DR PAUL GARNER ON FISH MIGRATION
RULE OF THIRDS
GENERALLY speaking, a third of fish in a stretch tend not to move very far. A third will wander a few kilometres, while the remainder can wander off all over the place!
This is probably a survival strategy – in good times the ‘stay-at-homes’ will do best, because they are not wasting energy and increasing risk, while if something catastrophic happens in one area the ‘wanderers’ may well survive.
A DAILY ROUTINE OR BIG JOURNEY?
You tend to get different levels of movement/migration:
● Daily - Feeding, most of the fish in the population move anything up to a few kilometres.
● Seasonal (spawning, or a move to winter quarters) - Could be tens of kilometres.
● Lifetime - Some fish just head off and never come back! If they aren’t blocked they could travel many hundreds of kilometres in a lifetime.

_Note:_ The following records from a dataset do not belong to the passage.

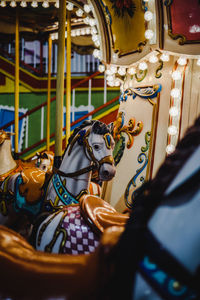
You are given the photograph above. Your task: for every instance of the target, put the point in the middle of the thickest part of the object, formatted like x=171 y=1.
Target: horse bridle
x=96 y=164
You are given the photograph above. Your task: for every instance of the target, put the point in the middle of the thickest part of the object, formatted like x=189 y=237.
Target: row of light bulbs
x=112 y=70
x=70 y=6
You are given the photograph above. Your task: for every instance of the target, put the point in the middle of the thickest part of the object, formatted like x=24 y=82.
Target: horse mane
x=131 y=247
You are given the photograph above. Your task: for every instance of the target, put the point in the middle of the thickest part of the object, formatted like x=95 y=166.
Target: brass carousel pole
x=60 y=83
x=16 y=155
x=49 y=93
x=68 y=77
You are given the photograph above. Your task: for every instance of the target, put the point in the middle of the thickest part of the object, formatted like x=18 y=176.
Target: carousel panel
x=138 y=105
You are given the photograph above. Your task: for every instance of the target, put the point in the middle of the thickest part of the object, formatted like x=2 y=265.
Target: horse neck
x=6 y=159
x=71 y=163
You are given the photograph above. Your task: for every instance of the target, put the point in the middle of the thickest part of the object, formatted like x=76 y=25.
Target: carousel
x=105 y=205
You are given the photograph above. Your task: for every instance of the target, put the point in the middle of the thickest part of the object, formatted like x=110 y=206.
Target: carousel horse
x=14 y=207
x=156 y=256
x=71 y=223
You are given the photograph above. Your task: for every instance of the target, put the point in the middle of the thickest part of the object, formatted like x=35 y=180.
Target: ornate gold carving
x=128 y=129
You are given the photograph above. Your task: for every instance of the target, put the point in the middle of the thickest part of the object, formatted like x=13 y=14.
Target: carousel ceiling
x=39 y=19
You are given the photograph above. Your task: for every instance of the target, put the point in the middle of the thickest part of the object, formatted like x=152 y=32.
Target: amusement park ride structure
x=150 y=49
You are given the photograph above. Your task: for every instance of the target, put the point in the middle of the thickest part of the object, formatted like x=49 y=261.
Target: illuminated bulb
x=110 y=78
x=170 y=148
x=45 y=4
x=153 y=59
x=34 y=4
x=70 y=6
x=57 y=4
x=122 y=71
x=95 y=37
x=111 y=83
x=164 y=57
x=87 y=8
x=3 y=3
x=87 y=30
x=148 y=16
x=175 y=93
x=173 y=111
x=23 y=4
x=73 y=33
x=86 y=20
x=113 y=69
x=182 y=61
x=78 y=32
x=92 y=22
x=13 y=3
x=101 y=68
x=96 y=52
x=83 y=31
x=142 y=66
x=172 y=130
x=176 y=75
x=115 y=57
x=97 y=43
x=149 y=34
x=79 y=12
x=131 y=71
x=117 y=83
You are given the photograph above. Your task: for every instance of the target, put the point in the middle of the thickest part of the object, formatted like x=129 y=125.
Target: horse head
x=4 y=136
x=98 y=145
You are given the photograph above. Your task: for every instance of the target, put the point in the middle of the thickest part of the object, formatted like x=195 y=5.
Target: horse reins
x=88 y=151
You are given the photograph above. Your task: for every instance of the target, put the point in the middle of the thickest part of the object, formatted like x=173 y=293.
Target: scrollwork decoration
x=142 y=159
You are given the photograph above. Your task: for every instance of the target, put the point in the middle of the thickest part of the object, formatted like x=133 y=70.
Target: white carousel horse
x=65 y=230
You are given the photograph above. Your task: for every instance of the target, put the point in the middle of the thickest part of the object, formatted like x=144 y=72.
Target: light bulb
x=175 y=93
x=122 y=71
x=176 y=75
x=87 y=8
x=148 y=16
x=170 y=148
x=172 y=130
x=149 y=34
x=70 y=6
x=45 y=4
x=113 y=69
x=23 y=4
x=79 y=12
x=34 y=4
x=142 y=66
x=13 y=3
x=164 y=57
x=110 y=78
x=101 y=68
x=173 y=111
x=56 y=4
x=115 y=57
x=131 y=71
x=153 y=59
x=182 y=61
x=3 y=3
x=92 y=22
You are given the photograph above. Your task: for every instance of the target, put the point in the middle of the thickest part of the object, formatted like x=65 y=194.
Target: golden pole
x=49 y=92
x=16 y=84
x=68 y=77
x=60 y=83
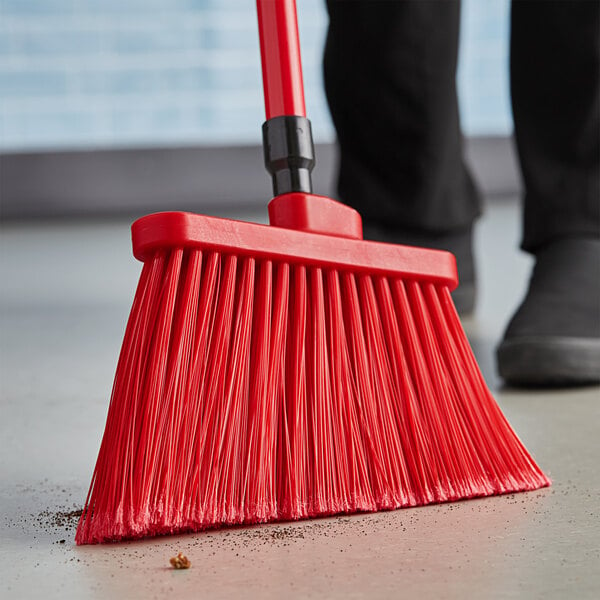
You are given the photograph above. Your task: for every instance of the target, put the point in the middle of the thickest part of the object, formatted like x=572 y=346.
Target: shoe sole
x=549 y=361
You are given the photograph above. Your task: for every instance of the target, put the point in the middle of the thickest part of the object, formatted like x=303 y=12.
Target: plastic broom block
x=270 y=373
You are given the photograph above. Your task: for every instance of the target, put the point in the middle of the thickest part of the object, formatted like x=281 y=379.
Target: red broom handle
x=280 y=56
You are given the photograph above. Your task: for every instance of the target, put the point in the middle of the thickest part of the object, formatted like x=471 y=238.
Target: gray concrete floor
x=66 y=293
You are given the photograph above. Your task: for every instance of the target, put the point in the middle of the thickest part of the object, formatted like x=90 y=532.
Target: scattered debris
x=180 y=561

In a study in the 1970s on the Witham, a tagged bream moved out of thi river (through the Wash, presumably) and up another river!

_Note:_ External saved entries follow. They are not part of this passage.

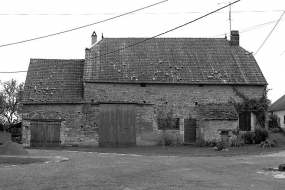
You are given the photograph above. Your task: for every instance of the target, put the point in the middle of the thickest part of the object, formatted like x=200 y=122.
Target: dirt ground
x=99 y=170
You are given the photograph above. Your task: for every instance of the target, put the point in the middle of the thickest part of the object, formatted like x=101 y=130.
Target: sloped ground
x=4 y=137
x=279 y=136
x=92 y=170
x=11 y=148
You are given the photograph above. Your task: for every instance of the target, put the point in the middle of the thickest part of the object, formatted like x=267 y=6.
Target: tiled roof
x=172 y=60
x=54 y=81
x=278 y=105
x=218 y=112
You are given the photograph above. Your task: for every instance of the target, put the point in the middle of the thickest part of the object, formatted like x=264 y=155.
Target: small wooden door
x=189 y=130
x=117 y=125
x=244 y=121
x=45 y=133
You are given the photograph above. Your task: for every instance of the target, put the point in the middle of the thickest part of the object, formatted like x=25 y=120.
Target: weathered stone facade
x=210 y=129
x=77 y=120
x=171 y=74
x=180 y=98
x=79 y=125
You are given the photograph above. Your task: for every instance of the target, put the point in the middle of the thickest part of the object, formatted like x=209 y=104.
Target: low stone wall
x=210 y=129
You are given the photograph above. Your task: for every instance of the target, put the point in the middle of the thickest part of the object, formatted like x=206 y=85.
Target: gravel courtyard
x=86 y=170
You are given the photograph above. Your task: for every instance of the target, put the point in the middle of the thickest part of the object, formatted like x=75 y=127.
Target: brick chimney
x=234 y=38
x=94 y=38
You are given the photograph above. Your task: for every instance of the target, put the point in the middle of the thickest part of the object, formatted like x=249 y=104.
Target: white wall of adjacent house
x=281 y=115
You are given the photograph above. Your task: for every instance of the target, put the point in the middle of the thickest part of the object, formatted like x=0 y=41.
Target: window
x=169 y=125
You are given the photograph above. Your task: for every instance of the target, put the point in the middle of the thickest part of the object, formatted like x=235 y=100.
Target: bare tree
x=11 y=94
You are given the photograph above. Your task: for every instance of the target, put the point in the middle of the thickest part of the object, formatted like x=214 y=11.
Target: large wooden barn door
x=45 y=133
x=189 y=130
x=117 y=125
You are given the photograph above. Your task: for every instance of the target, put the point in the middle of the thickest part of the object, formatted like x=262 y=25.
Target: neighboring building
x=278 y=108
x=113 y=96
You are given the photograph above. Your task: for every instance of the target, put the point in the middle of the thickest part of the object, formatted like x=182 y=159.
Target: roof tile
x=54 y=81
x=172 y=60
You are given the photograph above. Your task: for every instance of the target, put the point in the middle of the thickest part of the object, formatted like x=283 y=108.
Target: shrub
x=260 y=134
x=273 y=121
x=1 y=127
x=167 y=141
x=236 y=143
x=248 y=137
x=274 y=130
x=213 y=143
x=268 y=143
x=221 y=145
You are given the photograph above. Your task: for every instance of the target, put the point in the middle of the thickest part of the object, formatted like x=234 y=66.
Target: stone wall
x=182 y=99
x=77 y=125
x=209 y=129
x=80 y=126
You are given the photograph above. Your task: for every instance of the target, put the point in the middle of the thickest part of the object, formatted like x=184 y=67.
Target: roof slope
x=172 y=60
x=218 y=112
x=54 y=81
x=278 y=105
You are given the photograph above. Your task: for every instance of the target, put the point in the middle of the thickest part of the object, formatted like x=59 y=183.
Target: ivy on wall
x=258 y=106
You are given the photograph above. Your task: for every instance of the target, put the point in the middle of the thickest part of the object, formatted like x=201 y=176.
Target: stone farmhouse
x=113 y=97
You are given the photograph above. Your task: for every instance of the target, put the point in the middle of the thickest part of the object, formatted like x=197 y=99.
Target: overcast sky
x=21 y=20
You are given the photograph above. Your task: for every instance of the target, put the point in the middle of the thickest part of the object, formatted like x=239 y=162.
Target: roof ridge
x=57 y=59
x=163 y=38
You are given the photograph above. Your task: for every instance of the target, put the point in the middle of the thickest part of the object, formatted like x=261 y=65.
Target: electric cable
x=180 y=26
x=82 y=26
x=269 y=34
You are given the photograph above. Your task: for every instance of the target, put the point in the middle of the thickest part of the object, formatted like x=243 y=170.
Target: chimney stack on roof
x=94 y=38
x=234 y=38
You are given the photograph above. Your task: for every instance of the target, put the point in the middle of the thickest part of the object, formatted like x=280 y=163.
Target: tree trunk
x=163 y=139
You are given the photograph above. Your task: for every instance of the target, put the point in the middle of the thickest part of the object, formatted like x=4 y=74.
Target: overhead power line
x=13 y=72
x=91 y=14
x=147 y=39
x=269 y=33
x=251 y=28
x=134 y=44
x=82 y=26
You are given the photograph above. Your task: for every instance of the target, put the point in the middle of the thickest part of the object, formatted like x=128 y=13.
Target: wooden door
x=189 y=130
x=107 y=125
x=117 y=125
x=126 y=125
x=45 y=133
x=244 y=121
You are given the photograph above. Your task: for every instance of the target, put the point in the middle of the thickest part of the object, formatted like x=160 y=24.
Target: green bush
x=236 y=143
x=274 y=130
x=167 y=141
x=273 y=121
x=248 y=137
x=268 y=143
x=221 y=145
x=213 y=143
x=260 y=134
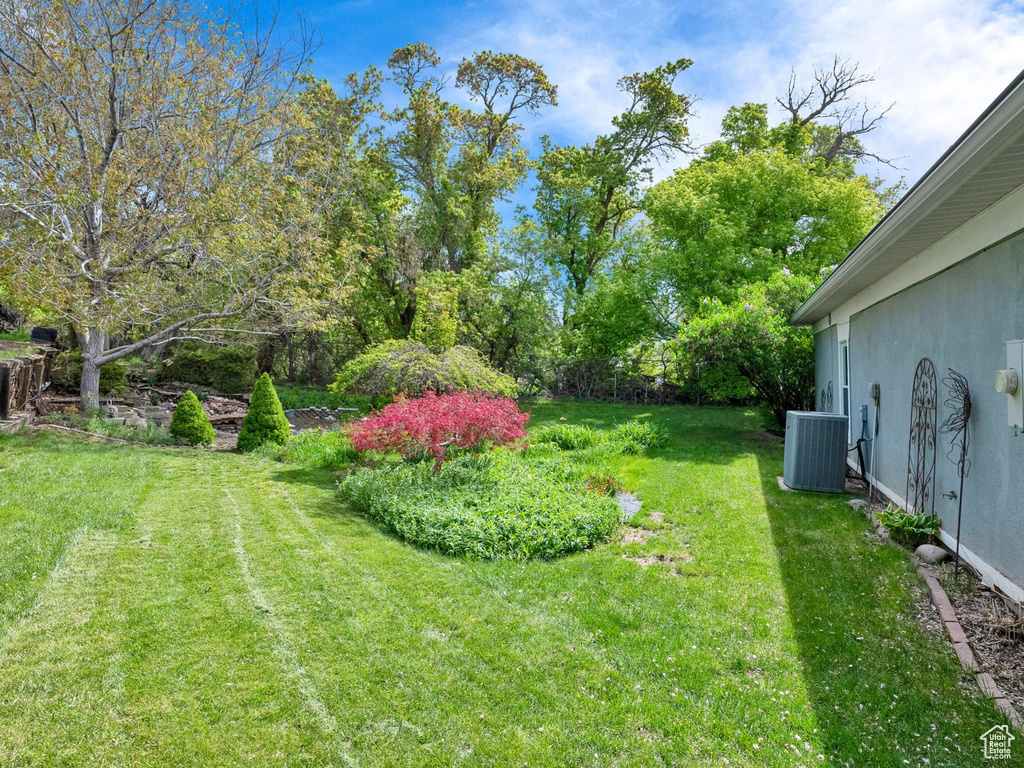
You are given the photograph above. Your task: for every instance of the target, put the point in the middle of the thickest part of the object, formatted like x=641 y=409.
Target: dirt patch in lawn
x=645 y=561
x=636 y=535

FLOODWATER GETS FISH ON THE MOVE
Fish will often move in floods, especially upstream. This is probably because they are able to get over natural obstructions more easily. A lot depends on the timing/water temperature – fish tend to move when water temperatures are favourable, not so much when it’s really cold.
THERE & BACK
We don’t really understand the mechanism, but fish are very good at finding their way back to the exact spot that they left some time before.
Years ago, for example, a friend and I monitored some dace in a shallow mill stream over several days. Those fish moved several hundred metres upstream to feed every night, but they would be in exactly the same position again the next morning.